You are given a perfect binary tree where all leaves are on the same level, and every parent has two children. The binary tree has the following definition:

struct Node {
  int val;
  Node *left;
  Node *right;
  Node *next;
}

Populate each next pointer to point to its next right node. If there is no next right node, the next pointer should be set to NULL.

Initially, all next pointers are set to NULL.

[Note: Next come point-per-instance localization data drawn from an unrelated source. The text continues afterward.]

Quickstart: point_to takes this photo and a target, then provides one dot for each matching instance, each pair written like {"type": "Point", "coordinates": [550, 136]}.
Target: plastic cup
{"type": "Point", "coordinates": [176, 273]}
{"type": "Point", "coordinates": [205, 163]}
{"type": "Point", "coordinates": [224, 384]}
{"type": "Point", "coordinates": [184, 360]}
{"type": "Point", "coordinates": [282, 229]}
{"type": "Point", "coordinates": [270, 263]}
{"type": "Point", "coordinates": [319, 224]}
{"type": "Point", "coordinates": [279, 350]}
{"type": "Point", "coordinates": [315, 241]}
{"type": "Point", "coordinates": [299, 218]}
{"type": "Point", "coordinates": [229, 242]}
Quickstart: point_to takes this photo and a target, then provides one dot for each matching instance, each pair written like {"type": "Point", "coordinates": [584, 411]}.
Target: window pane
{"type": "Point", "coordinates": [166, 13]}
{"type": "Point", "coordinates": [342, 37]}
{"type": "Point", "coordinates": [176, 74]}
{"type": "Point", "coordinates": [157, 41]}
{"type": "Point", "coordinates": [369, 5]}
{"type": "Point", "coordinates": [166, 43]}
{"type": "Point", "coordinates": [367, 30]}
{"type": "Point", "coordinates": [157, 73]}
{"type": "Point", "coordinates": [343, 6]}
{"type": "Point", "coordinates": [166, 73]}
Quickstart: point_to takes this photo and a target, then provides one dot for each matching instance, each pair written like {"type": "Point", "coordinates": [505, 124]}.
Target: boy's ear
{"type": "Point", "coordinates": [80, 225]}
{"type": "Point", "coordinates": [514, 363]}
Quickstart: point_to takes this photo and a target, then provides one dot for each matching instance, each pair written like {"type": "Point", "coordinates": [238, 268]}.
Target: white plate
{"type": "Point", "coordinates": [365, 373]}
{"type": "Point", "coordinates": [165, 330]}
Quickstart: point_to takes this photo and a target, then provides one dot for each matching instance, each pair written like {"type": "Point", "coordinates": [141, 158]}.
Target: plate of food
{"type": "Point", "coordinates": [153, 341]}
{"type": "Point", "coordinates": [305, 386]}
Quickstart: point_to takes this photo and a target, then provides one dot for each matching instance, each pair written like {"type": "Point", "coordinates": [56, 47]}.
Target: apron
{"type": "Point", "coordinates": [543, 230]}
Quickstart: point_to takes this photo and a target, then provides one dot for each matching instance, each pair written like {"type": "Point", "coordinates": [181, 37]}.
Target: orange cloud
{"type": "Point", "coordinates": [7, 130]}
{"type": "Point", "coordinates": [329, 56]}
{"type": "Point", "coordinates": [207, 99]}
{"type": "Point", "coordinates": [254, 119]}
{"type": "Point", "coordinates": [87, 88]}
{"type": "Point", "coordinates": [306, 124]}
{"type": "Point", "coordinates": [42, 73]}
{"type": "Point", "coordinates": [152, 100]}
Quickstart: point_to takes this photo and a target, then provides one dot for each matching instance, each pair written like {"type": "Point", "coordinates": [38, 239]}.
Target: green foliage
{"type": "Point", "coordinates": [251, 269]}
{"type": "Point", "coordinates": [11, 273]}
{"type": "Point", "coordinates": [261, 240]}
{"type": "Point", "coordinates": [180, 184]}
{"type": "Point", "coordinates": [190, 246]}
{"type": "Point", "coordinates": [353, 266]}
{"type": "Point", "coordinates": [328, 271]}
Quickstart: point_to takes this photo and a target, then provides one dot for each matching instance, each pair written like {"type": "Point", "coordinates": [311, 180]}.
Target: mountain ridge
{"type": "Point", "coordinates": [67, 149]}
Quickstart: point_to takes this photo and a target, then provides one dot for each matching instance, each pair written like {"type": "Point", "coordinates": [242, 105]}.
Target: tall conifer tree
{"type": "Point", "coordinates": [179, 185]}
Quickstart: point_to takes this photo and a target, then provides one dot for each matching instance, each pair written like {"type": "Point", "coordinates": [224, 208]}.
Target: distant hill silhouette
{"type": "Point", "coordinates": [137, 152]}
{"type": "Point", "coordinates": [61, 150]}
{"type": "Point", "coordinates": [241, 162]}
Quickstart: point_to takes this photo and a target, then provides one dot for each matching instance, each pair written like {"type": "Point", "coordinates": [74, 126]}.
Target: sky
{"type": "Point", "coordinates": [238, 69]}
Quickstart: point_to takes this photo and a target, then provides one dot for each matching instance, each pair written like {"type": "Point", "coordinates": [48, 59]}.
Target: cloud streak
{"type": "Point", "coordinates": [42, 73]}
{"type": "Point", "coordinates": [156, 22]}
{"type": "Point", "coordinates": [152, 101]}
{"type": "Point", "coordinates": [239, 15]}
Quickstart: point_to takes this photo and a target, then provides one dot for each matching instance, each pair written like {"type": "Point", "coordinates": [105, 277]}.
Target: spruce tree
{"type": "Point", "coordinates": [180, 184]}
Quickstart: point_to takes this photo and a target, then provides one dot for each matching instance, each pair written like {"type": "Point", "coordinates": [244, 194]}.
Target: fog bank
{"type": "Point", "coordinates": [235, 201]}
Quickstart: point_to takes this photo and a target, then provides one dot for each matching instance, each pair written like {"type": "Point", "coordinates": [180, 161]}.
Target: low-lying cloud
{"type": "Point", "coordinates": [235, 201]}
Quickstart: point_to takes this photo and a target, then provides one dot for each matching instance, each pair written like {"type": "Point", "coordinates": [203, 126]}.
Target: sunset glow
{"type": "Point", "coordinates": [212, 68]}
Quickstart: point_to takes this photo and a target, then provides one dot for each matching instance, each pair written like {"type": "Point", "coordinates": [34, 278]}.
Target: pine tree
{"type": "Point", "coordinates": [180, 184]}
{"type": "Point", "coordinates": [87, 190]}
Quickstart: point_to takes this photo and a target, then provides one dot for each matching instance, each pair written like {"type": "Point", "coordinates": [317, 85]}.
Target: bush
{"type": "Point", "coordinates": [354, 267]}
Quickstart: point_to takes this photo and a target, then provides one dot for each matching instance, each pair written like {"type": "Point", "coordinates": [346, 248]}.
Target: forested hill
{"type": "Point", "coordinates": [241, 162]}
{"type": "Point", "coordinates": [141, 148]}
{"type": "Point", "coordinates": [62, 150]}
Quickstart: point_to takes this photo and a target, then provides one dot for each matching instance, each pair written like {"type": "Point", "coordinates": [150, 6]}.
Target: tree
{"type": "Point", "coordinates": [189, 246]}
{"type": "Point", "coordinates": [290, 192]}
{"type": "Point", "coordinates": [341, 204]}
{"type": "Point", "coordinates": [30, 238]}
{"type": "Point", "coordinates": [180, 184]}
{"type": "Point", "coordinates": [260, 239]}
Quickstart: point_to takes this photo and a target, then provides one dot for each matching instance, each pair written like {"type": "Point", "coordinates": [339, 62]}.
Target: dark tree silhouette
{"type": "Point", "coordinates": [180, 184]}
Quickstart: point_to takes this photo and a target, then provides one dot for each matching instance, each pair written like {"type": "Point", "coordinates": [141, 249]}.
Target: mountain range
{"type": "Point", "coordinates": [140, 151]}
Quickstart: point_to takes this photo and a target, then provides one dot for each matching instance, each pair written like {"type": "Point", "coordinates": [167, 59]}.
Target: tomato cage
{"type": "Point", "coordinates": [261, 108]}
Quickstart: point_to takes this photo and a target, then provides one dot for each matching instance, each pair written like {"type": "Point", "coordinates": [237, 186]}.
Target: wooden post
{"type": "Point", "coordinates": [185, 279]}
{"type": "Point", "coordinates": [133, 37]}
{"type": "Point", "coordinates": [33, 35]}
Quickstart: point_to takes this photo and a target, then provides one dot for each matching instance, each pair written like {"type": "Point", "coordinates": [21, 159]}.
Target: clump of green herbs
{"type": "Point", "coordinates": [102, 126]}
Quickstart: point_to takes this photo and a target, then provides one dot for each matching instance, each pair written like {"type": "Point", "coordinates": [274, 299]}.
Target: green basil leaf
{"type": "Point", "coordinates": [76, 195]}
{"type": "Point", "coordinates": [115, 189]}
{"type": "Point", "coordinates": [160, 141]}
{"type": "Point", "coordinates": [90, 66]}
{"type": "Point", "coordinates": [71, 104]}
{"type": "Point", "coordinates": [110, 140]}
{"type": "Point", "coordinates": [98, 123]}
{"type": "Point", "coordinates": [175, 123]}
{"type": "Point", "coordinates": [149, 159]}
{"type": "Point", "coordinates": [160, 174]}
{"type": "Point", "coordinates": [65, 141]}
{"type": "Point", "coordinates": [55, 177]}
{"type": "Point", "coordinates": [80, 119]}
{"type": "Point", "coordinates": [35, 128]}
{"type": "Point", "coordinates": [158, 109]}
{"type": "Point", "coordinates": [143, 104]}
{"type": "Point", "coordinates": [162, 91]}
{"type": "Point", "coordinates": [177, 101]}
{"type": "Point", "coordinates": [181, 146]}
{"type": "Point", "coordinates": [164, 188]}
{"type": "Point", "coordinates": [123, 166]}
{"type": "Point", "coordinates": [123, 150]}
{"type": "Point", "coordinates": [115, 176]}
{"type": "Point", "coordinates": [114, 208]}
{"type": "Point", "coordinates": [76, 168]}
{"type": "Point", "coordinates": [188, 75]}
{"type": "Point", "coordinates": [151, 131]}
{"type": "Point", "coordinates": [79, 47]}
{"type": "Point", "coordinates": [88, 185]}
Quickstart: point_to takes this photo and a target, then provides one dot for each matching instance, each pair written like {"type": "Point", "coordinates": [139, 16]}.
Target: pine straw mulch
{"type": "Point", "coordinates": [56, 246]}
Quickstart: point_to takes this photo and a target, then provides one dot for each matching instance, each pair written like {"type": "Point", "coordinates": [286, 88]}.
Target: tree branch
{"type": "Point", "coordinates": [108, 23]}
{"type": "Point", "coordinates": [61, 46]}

This question is in continuation with A general approach to level order traversal questions series.

Previous Questions

1. Binary tree level order traversal
2. Binary tree level order traversal - II
3. Binary tree zig-zag level order traversal
4. Average of levels
5. Binary tree right side view
6. largest value in each tree row

• Next 2 solutions are part of the series other are not.

Recursive Solution

• self explanatory

Code

class Solution {
private:
    void connectDFS(Node* root)
    {
        if (root == NULL || root->left == NULL) // check if left is NULL
            return;

        root->left->next = root->right; // next pointer of root's left

        if (root->next != NULL) // if root's next exist
            root->right->next = root->next->left; // next pointer of root's right

        connectDFS(root->left);
        connectDFS(root->right);
    }

public:
    Node* connect(Node* root)
    {
        connectDFS(root);
        return root;
    }
};

Iterative Solution

• Self explanatory

Code

class Solution {
public:
    Node* connect(Node* root)
    {
        if (root == NULL) return NULL;

        queue<Node*> q;
        q.push(root);

        while (!q.empty()) {
            int sz = q.size();
            for (int i = 0; i < sz; i++) {
                Node* temp = q.front(); q.pop();
                if (temp->left) q.push(temp->left);
                if (temp->right) q.push(temp->right);

                // if its last node it's next is NULL else q.front()(next left node)
                temp->next = (i == sz - 1 ? NULL : q.front());
            }
        }
        return root;
    }
};

O(N) Time and O(N) space

• Using level order traversal technique and NULL.
• if current node is null and q is not empty, then push NULL into q.
• else set current node’s next to q’s front.
• push left and right in the queue , if they are not NULL.

Code

class Solution {
public:
    Node* connect(Node* root) {
        if(!root) return NULL;

        queue<Node *> q;
        q.push(root);
        q.push(NULL);

        while(!q.empty()){
            Node *curr=q.front();
            q.pop();

            if(curr==NULL){
                if(!q.empty()) q.push(NULL);
            }else{
                curr->next = q.front();
                if(curr->left!=NULL) q.push(curr->left);
                if(curr->right!=NULL) q.push(curr->right);
            }
        }
        return root;
    }
};

O(N) Time and O(1) space

• level order traversal with root and its child,just dry run once you get the idea.

Code

class Solution{
public:
    Node *connect(Node *root){
        if (root == NULL) return root;

        Node *pre = root;
        Node *cur = NULL;

        while (pre->left){
            cur = pre;
            while (cur){
                cur->left->next = cur->right;
                if (cur->next)
                    cur->right->next = cur->next->left;
                cur = cur->next;
            }
            pre = pre->left;
        }
        return root;
    }
};